State Senator Chris McDaniel’s primary challenge against incumbent U.S. Senator Thad Cochran is amusing, to be polite.
The Mississippi Republican Party is engaged in a civil war between the (sort of) sane, (somewhat) mainstream faction represented by Cochran and the Tea Party faction represented by McDaniel. Cochran, once a moderate, has shifted his rhetoric and voting record even further to the right in hopes of coming across as conservative enough to Mississippi’s extreme Republican Party base. As a consequence, primary challenges like McDaniel’s cause more gridlock in Washington, D.C., and, therefore, less progress on the policymaking front.
If I’m not mistaken, McDaniel will be visiting Ole Miss for an event on Feb. 13, hosted by Young Americans for Chris McDaniel. So let’s learn a bit about McDaniel, his views and his record.
McDaniel’s biography on his campaign website is actually an incredibly comical read, bless his heart.

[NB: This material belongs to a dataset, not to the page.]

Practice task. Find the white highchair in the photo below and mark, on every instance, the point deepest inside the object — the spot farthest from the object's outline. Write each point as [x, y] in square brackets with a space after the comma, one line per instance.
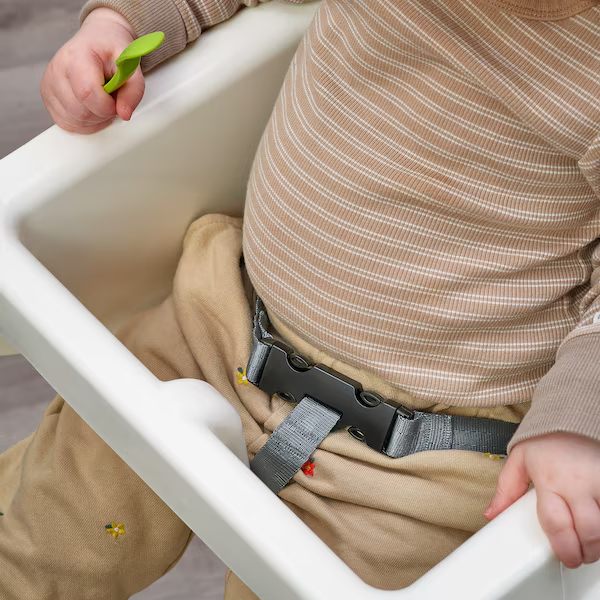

“(McDaniel) believes that any compromise of our constitutionally guaranteed rights is a destruction of the promise of the American Dream and the foundations of our country.”
I wholeheartedly agree. That’s why most Americans believe the Constitution protects LGBT Americans from workplace discrimination and ensures same-sex couples the freedom to marry. Doesn’t the Constitution require that the law treat every citizen equally?

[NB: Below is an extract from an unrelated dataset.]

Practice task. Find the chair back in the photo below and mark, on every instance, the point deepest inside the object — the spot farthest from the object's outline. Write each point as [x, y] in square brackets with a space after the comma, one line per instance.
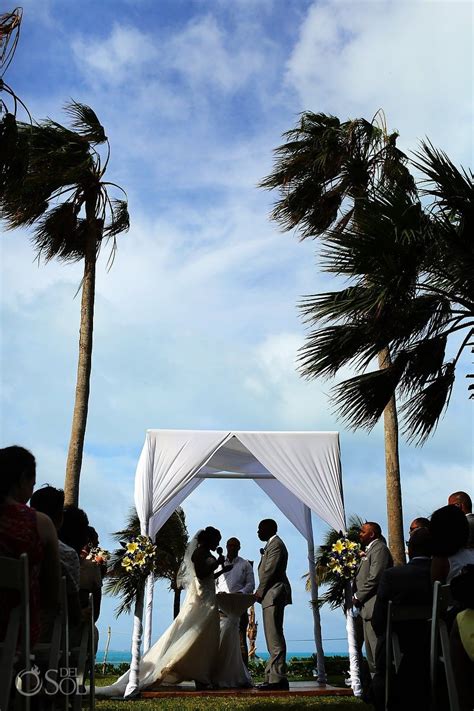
[440, 651]
[15, 647]
[393, 652]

McDaniel’s selective reading of the Constitution doesn’t stop there. He also has a track record of supporting voter suppression, such as discriminatory voter identification measures and limiting early voting. He supported the “Personhood” Amendment, which was defeated at the polls by more than 55 percent of Mississippi voters in 2011. McDaniel says he favors small government yet wants more government to combat non-existent in-person voter fraud and more government making health care choices for Mississippi women.
Wait – it gets worse.
“Although the Supreme Court declared Obamacare constitutional, Chris has not let up in his fight to defeat Obamacare. He vocally opposed and voted against legislation aimed at implementing Obamacare’s Medicaid expansion in Mississippi.”
Yes, that’s McDaniel bragging about his opposition to Medicaid expansion – a move that would help hundreds of thousands of Mississippians live happier, healthier, longer lives. Medicaid expansion would literally save lives. McDaniel claims Medicaid expansion would bankrupt Mississippi. He’s just plain wrong.
In fact, states choosing to expand Medicaid receive 100 percent of federal funding to cover the costs for the first three years and no less than 90 percent federal funding for those costs in the years following. You didn’t read that wrong. McDaniel is bragging about rejecting free federal dollars to provide health care to low income Mississippians. Insane, right? He is playing politics with the lives of the needy.
McDaniel has a history of making crazy statements. In a 2006 segment of his radio show, he complained that there aren’t enough Muslim movie villains.
“It’s funny how the movies have portrayed themselves lately and how the video games have portrayed themselves lately,” McDaniel said. “There’s one person that cannot be a villain in Hollywood, ever. One group that cannot be villains. Who is that? (Cohost: The Muslims.) Yeah, isn’t that neat? They’ll go out of their way to find some Russian white guy that’s just nuts, and he’s the terrorist, which I’ve never seen that. But the Muslims, they’ve just disappeared from Hollywood’s radar.”
In another display of intellectual bankruptcy, McDaniel called the Democratic Party “a party of sex on demand” and warned us of a plan by Democrats to make “homosexual marriage and polygamy completely legal in all 50 states.”
McDaniel is a rabid partisan who has no business in the United States Senate. His continued displays of arrogance towards those different than him (Muslims, gays, etc.), and rejection of common sense solutions for Mississippians is unacceptable. McDaniel’s primary challenge against Cochran is unwarranted. Although I disagree with Cochran on most issues, his seniority in the Senate and bipartisan record has benefitted Mississippi. I look forward to hearing McDaniel explain himself in a few weeks.
Sean Higgins is a junior political science major from Brookings, S.D.